豊影本人は確かに無能だが、豊影の参謀に優秀な伊藤がいる事を二人が知らなかったのが誤算を生むことになるのである。



 大内、琵琶の出陣を聞いた豊影は焦りながら


「伊藤、やばいぞ。勤勉と大和が俺らの背後を突いて来るみたいだぞ」


 伊藤は冷静に


「作戦通りですね。

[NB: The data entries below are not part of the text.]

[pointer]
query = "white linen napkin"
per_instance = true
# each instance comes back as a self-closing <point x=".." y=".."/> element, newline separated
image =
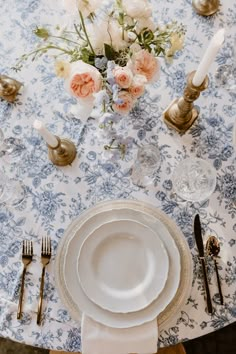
<point x="97" y="338"/>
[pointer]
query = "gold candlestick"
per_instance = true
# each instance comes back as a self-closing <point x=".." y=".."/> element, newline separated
<point x="206" y="7"/>
<point x="9" y="88"/>
<point x="63" y="154"/>
<point x="181" y="113"/>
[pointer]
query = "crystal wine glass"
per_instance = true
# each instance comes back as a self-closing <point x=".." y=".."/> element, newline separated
<point x="194" y="180"/>
<point x="226" y="74"/>
<point x="146" y="164"/>
<point x="12" y="192"/>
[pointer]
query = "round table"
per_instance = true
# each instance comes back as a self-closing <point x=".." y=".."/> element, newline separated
<point x="57" y="195"/>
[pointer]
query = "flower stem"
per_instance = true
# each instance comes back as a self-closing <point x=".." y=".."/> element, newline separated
<point x="85" y="32"/>
<point x="64" y="39"/>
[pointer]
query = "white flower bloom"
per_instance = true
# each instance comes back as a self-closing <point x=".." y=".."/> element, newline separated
<point x="137" y="8"/>
<point x="131" y="36"/>
<point x="135" y="47"/>
<point x="145" y="23"/>
<point x="86" y="7"/>
<point x="70" y="6"/>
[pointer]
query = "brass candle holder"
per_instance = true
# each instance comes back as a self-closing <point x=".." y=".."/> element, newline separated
<point x="181" y="113"/>
<point x="63" y="154"/>
<point x="206" y="7"/>
<point x="9" y="88"/>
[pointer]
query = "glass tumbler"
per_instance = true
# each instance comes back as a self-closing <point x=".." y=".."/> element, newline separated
<point x="194" y="180"/>
<point x="146" y="164"/>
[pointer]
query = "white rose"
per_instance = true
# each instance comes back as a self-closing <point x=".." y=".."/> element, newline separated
<point x="145" y="23"/>
<point x="86" y="7"/>
<point x="137" y="8"/>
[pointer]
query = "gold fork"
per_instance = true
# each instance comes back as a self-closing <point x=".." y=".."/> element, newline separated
<point x="27" y="255"/>
<point x="45" y="259"/>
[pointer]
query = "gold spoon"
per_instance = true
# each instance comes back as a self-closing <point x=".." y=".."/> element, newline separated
<point x="213" y="249"/>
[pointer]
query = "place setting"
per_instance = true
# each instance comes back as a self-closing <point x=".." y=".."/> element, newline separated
<point x="121" y="267"/>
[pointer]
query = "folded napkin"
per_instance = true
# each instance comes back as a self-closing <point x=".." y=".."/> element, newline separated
<point x="97" y="338"/>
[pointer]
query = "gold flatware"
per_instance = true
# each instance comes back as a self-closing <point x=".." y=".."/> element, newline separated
<point x="45" y="259"/>
<point x="213" y="249"/>
<point x="199" y="242"/>
<point x="27" y="255"/>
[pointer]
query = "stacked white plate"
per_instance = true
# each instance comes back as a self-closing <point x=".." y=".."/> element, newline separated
<point x="123" y="263"/>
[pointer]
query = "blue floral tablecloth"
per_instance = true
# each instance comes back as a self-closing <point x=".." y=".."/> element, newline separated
<point x="57" y="195"/>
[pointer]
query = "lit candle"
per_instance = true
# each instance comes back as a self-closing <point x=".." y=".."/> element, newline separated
<point x="208" y="57"/>
<point x="50" y="139"/>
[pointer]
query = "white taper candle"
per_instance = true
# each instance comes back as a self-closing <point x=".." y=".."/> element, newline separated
<point x="208" y="57"/>
<point x="46" y="135"/>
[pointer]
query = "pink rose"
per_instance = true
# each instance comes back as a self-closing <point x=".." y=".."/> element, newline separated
<point x="138" y="86"/>
<point x="84" y="80"/>
<point x="123" y="76"/>
<point x="144" y="63"/>
<point x="126" y="103"/>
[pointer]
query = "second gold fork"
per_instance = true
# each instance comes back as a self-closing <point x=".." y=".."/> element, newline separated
<point x="27" y="255"/>
<point x="45" y="259"/>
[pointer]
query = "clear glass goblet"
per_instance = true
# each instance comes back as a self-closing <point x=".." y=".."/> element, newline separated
<point x="146" y="164"/>
<point x="194" y="180"/>
<point x="12" y="192"/>
<point x="225" y="75"/>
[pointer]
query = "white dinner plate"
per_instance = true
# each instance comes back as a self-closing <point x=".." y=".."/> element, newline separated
<point x="73" y="239"/>
<point x="148" y="215"/>
<point x="122" y="266"/>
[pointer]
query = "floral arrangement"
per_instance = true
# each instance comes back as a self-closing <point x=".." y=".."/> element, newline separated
<point x="110" y="56"/>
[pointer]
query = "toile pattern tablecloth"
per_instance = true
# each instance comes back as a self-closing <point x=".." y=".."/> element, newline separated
<point x="55" y="196"/>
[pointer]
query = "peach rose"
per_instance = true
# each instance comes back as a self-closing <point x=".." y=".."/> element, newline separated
<point x="123" y="76"/>
<point x="126" y="103"/>
<point x="138" y="86"/>
<point x="84" y="80"/>
<point x="144" y="63"/>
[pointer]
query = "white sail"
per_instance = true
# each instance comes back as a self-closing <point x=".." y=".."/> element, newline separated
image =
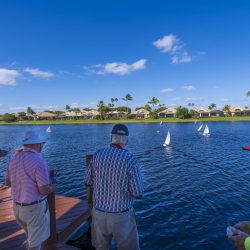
<point x="48" y="130"/>
<point x="167" y="140"/>
<point x="199" y="129"/>
<point x="206" y="131"/>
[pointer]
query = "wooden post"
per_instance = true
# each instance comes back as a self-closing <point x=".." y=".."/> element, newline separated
<point x="89" y="189"/>
<point x="52" y="210"/>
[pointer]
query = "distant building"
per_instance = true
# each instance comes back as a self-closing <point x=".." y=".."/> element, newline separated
<point x="45" y="115"/>
<point x="202" y="112"/>
<point x="140" y="113"/>
<point x="168" y="112"/>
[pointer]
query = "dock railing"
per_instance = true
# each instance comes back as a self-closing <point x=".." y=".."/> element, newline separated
<point x="89" y="189"/>
<point x="52" y="210"/>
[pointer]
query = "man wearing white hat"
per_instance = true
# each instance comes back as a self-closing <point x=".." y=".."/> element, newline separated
<point x="3" y="153"/>
<point x="28" y="176"/>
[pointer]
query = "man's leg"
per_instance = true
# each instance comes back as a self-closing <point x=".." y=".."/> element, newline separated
<point x="124" y="230"/>
<point x="38" y="224"/>
<point x="100" y="233"/>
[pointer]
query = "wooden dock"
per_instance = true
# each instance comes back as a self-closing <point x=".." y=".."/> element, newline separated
<point x="69" y="215"/>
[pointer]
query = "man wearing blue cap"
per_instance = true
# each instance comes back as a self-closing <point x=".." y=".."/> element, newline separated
<point x="3" y="153"/>
<point x="115" y="176"/>
<point x="28" y="176"/>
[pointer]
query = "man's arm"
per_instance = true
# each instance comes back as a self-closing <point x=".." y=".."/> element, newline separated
<point x="7" y="182"/>
<point x="42" y="179"/>
<point x="136" y="185"/>
<point x="3" y="153"/>
<point x="47" y="189"/>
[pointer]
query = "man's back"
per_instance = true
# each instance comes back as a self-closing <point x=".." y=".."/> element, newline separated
<point x="26" y="171"/>
<point x="116" y="179"/>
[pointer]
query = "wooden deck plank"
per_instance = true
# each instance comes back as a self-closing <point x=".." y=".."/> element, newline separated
<point x="71" y="213"/>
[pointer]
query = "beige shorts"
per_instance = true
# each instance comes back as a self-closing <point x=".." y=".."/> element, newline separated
<point x="35" y="220"/>
<point x="120" y="226"/>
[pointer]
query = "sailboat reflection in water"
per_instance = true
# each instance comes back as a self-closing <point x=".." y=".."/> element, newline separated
<point x="167" y="140"/>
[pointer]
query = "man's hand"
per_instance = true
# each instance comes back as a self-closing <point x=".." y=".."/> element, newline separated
<point x="47" y="189"/>
<point x="243" y="226"/>
<point x="238" y="239"/>
<point x="3" y="153"/>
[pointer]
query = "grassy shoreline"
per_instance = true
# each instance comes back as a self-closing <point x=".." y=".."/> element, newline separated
<point x="94" y="121"/>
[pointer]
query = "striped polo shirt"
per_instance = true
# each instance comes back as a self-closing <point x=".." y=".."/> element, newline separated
<point x="116" y="179"/>
<point x="27" y="171"/>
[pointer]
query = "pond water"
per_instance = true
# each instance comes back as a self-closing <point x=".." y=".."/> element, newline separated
<point x="194" y="189"/>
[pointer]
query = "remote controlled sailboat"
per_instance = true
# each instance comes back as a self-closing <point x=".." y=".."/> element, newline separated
<point x="199" y="129"/>
<point x="48" y="130"/>
<point x="206" y="131"/>
<point x="167" y="140"/>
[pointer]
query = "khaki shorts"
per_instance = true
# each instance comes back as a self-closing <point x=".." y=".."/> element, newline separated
<point x="35" y="220"/>
<point x="120" y="226"/>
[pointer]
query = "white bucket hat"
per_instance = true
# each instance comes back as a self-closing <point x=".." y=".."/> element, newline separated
<point x="33" y="137"/>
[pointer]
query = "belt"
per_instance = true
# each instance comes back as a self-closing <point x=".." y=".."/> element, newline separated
<point x="29" y="204"/>
<point x="126" y="210"/>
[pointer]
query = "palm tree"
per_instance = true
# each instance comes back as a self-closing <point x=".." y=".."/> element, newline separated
<point x="248" y="95"/>
<point x="113" y="100"/>
<point x="191" y="104"/>
<point x="67" y="107"/>
<point x="30" y="112"/>
<point x="127" y="98"/>
<point x="154" y="101"/>
<point x="227" y="109"/>
<point x="100" y="107"/>
<point x="212" y="106"/>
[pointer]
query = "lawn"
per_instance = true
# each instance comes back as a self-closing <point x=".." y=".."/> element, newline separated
<point x="94" y="121"/>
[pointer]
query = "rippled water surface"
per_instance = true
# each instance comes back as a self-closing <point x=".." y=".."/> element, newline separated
<point x="194" y="188"/>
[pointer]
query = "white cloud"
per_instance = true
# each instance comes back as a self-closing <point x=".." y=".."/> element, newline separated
<point x="8" y="77"/>
<point x="175" y="47"/>
<point x="117" y="68"/>
<point x="168" y="43"/>
<point x="189" y="88"/>
<point x="39" y="73"/>
<point x="167" y="90"/>
<point x="184" y="58"/>
<point x="192" y="99"/>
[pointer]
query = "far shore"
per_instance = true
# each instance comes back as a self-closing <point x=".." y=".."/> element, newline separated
<point x="149" y="120"/>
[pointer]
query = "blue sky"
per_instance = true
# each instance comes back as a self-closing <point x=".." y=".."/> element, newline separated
<point x="57" y="52"/>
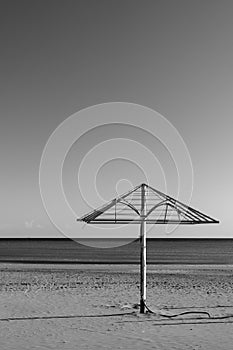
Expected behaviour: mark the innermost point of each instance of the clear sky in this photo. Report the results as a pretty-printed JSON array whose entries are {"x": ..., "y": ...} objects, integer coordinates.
[{"x": 58, "y": 57}]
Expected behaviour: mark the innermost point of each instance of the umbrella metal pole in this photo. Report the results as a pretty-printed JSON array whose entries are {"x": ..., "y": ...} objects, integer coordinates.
[{"x": 143, "y": 251}]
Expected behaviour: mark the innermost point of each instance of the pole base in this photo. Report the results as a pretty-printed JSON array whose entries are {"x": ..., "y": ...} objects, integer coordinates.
[{"x": 142, "y": 306}]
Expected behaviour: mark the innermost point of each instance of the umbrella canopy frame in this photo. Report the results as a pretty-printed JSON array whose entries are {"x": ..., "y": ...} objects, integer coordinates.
[{"x": 142, "y": 215}]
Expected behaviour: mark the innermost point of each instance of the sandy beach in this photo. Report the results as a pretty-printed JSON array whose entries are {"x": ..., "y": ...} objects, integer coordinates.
[{"x": 95, "y": 307}]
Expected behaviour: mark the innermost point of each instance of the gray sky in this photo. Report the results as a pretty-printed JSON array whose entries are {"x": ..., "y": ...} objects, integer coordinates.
[{"x": 58, "y": 57}]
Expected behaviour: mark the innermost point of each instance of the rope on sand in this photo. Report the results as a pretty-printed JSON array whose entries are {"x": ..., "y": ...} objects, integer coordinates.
[{"x": 176, "y": 315}]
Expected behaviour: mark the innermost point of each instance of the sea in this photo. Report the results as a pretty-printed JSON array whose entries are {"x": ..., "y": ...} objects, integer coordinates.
[{"x": 112, "y": 251}]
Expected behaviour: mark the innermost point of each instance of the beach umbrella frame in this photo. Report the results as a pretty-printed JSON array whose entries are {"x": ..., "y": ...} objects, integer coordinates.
[{"x": 141, "y": 216}]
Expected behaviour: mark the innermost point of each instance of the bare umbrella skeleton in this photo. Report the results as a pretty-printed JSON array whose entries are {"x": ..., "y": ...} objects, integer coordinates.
[{"x": 145, "y": 205}]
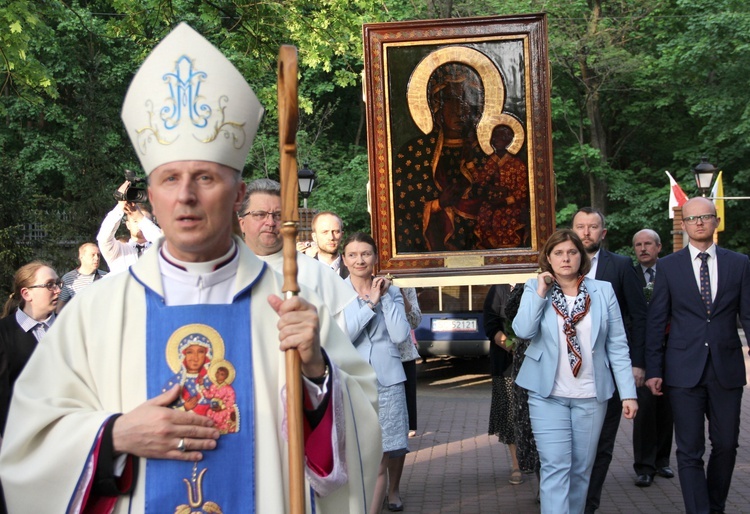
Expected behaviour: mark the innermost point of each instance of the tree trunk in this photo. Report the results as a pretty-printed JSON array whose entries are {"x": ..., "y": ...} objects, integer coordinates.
[{"x": 598, "y": 187}]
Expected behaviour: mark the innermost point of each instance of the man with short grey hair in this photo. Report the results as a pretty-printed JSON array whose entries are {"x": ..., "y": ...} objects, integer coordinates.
[
  {"x": 83, "y": 275},
  {"x": 652, "y": 426},
  {"x": 260, "y": 221}
]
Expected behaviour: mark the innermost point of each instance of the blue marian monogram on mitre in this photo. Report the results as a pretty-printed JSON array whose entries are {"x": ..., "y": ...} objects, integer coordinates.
[{"x": 185, "y": 110}]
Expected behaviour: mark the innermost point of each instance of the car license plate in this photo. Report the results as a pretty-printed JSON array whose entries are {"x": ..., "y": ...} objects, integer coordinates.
[{"x": 454, "y": 325}]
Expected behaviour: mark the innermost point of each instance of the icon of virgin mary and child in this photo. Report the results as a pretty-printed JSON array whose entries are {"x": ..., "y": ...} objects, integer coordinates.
[
  {"x": 205, "y": 378},
  {"x": 460, "y": 186}
]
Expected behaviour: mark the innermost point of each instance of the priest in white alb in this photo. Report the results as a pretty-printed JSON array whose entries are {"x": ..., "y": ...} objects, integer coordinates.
[{"x": 162, "y": 390}]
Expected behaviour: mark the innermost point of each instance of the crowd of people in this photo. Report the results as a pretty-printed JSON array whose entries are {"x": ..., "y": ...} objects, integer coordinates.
[{"x": 167, "y": 370}]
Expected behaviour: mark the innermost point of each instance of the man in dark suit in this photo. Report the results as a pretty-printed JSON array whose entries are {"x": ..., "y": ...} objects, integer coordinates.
[
  {"x": 652, "y": 426},
  {"x": 700, "y": 291},
  {"x": 327, "y": 233},
  {"x": 590, "y": 226}
]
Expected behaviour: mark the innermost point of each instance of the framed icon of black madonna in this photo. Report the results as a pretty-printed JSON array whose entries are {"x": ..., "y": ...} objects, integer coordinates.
[{"x": 459, "y": 144}]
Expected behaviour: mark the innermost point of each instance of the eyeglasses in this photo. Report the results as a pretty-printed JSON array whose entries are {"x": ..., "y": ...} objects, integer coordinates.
[
  {"x": 49, "y": 285},
  {"x": 263, "y": 215},
  {"x": 705, "y": 218}
]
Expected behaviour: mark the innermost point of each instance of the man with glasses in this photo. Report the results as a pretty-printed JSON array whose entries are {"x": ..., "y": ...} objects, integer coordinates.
[
  {"x": 260, "y": 223},
  {"x": 652, "y": 426},
  {"x": 699, "y": 292}
]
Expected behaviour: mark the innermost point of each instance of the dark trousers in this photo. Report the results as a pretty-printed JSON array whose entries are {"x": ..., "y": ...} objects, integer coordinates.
[
  {"x": 410, "y": 386},
  {"x": 706, "y": 489},
  {"x": 652, "y": 432},
  {"x": 604, "y": 452}
]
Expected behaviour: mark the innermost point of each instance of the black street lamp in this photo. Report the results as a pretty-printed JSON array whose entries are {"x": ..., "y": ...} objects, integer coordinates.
[
  {"x": 306, "y": 179},
  {"x": 704, "y": 175}
]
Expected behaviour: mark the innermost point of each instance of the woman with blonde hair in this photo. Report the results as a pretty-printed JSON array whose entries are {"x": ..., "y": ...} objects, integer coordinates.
[{"x": 27, "y": 315}]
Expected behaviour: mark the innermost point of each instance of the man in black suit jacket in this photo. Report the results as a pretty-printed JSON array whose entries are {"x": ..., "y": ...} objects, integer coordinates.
[
  {"x": 590, "y": 226},
  {"x": 702, "y": 365},
  {"x": 652, "y": 426},
  {"x": 327, "y": 232}
]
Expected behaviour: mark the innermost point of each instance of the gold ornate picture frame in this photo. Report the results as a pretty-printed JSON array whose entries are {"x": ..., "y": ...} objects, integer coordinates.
[{"x": 459, "y": 143}]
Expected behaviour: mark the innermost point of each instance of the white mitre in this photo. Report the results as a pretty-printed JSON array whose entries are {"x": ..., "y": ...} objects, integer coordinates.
[{"x": 188, "y": 102}]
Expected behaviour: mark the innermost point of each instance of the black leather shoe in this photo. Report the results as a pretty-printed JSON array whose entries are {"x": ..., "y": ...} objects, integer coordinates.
[
  {"x": 665, "y": 472},
  {"x": 644, "y": 480}
]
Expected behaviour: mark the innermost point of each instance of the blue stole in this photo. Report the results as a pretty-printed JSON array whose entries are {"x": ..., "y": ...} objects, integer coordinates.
[{"x": 207, "y": 349}]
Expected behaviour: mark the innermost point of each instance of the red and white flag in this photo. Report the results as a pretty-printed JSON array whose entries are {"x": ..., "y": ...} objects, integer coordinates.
[{"x": 677, "y": 196}]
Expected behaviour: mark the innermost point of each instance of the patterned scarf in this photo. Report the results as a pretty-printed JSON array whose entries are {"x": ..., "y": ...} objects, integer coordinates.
[{"x": 580, "y": 309}]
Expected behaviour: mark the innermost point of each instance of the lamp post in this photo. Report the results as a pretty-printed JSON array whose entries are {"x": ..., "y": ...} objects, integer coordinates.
[
  {"x": 704, "y": 175},
  {"x": 306, "y": 178}
]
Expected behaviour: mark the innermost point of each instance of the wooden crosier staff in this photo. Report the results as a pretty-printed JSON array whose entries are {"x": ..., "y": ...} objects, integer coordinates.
[{"x": 288, "y": 121}]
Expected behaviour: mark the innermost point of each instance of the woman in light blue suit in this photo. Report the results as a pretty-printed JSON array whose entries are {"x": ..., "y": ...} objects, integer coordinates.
[
  {"x": 577, "y": 336},
  {"x": 376, "y": 323}
]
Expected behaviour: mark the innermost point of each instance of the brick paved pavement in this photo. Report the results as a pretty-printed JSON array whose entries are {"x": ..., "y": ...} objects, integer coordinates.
[{"x": 456, "y": 468}]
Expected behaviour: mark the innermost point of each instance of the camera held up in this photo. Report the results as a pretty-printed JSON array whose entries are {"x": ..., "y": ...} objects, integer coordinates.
[{"x": 136, "y": 192}]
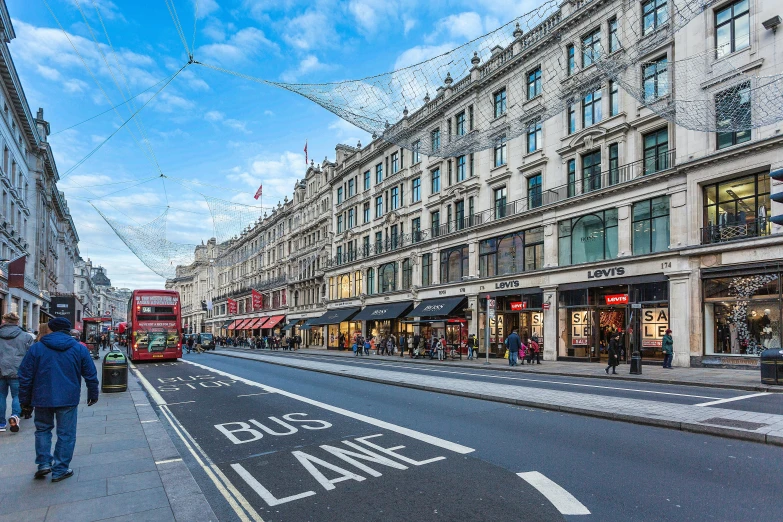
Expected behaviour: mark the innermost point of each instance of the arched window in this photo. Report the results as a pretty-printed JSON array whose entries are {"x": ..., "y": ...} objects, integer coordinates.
[
  {"x": 370, "y": 281},
  {"x": 387, "y": 277},
  {"x": 453, "y": 264}
]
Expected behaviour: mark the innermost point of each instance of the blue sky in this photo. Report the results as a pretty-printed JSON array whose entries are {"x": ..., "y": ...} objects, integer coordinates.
[{"x": 208, "y": 126}]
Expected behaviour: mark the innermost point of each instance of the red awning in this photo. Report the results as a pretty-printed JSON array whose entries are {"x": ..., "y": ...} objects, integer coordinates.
[{"x": 272, "y": 322}]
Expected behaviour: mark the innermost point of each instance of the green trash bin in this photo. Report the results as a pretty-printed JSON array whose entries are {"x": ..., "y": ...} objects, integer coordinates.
[{"x": 115, "y": 373}]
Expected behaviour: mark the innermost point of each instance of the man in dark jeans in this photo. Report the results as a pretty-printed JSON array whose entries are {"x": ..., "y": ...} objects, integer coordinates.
[{"x": 50, "y": 381}]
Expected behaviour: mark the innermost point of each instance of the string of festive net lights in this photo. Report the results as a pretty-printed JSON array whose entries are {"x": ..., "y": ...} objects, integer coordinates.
[{"x": 541, "y": 76}]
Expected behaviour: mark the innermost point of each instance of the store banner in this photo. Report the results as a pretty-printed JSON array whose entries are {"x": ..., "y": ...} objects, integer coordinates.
[{"x": 258, "y": 300}]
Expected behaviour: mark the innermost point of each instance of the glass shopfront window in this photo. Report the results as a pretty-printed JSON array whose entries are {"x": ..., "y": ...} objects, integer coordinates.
[{"x": 742, "y": 314}]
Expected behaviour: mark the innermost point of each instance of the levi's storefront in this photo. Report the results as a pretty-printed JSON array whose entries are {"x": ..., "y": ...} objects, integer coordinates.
[{"x": 590, "y": 312}]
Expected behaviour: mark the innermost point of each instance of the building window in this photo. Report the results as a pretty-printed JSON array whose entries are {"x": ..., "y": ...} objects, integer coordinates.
[
  {"x": 534, "y": 83},
  {"x": 571, "y": 118},
  {"x": 614, "y": 163},
  {"x": 459, "y": 211},
  {"x": 387, "y": 277},
  {"x": 591, "y": 171},
  {"x": 654, "y": 14},
  {"x": 500, "y": 151},
  {"x": 534, "y": 136},
  {"x": 614, "y": 99},
  {"x": 435, "y": 181},
  {"x": 453, "y": 264},
  {"x": 614, "y": 40},
  {"x": 512, "y": 253},
  {"x": 591, "y": 108},
  {"x": 407, "y": 273},
  {"x": 571, "y": 60},
  {"x": 500, "y": 202},
  {"x": 416, "y": 189},
  {"x": 733, "y": 110},
  {"x": 737, "y": 208},
  {"x": 460, "y": 120},
  {"x": 416, "y": 229},
  {"x": 651, "y": 226},
  {"x": 435, "y": 140},
  {"x": 655, "y": 78},
  {"x": 591, "y": 48},
  {"x": 500, "y": 103},
  {"x": 732, "y": 28},
  {"x": 426, "y": 270},
  {"x": 534, "y": 198},
  {"x": 588, "y": 238},
  {"x": 656, "y": 151},
  {"x": 435, "y": 220},
  {"x": 460, "y": 168}
]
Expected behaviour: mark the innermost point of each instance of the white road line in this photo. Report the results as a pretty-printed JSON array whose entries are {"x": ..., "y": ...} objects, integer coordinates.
[
  {"x": 227, "y": 490},
  {"x": 564, "y": 501},
  {"x": 617, "y": 388},
  {"x": 722, "y": 401},
  {"x": 430, "y": 439},
  {"x": 167, "y": 461}
]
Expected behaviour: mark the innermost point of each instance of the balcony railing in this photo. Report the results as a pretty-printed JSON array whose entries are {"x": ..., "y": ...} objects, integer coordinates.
[
  {"x": 735, "y": 231},
  {"x": 590, "y": 182}
]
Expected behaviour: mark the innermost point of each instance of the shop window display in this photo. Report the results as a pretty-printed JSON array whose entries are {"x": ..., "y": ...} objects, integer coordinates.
[{"x": 742, "y": 314}]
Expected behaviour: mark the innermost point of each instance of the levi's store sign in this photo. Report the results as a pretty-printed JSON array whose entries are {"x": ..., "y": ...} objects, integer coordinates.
[{"x": 616, "y": 299}]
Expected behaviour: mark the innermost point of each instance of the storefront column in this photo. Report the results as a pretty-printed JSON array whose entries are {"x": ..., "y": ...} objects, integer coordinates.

殿」


「何を言っておるんだ!」


怒る豊影に伊藤は冷静に


「殿、なぜ私がこの時期に殿を出陣させたかわかりますか?」


 豊影は一切考えもせずに


「まったく、わからん」


「もうすぐ雪が降るからですよ」


「どういう事だ」


「北陸の雪は身動き取れないほど凄いんですよ」


「じゃあ、そんなところに攻め込んだら俺達大変な事になるじゃないか」


 伊藤は心の中でクスクスと笑いながらも表には出さずに丁寧な口調で


「そんなところに攻め込むことはしませんよ」


「えっ?」


「我らの作戦は元木が雪で身動きを取れなくなっている間におびき寄せた大内、琵琶軍を攻め壊滅させることです」


 豊影は頭の悪そうな顔でひらめいたような感じで


「なるほど、元木は雪で動けないから元木を気にせず大内、琵琶と戦えるのか」


「はい、その通りです」


「よし、お前の作戦通り事を進めよう」


「はっ」


 豊影軍は元木の居城北ノ庄城に向かって行ったが突如方向転換し背後から襲い掛かろうとしていた大内、琵琶の軍勢に物凄い勢いで向かって行ったのであった。



 いきなり豊影軍が方向転換してきたとの情報を受けた大内、琵琶は


「まさか、豊影がこちらに向かって来るとは」


 大和は冷静に


「相手の軍勢は五万。こちらは一万、この兵力差で野戦をおこなえば我らの軍は壊滅する可能性が高いです」


「撤退するか」


 勤勉の号令で撤退したが豊影軍の動きは予想よりはるかに早く大内、琵琶軍はたくさんの兵が討ち取られた。


 勤勉と大和は共に命からがら長浜城に逃げきれたのであった。


 豊影は勢いそのまま長浜城を包囲したのであった。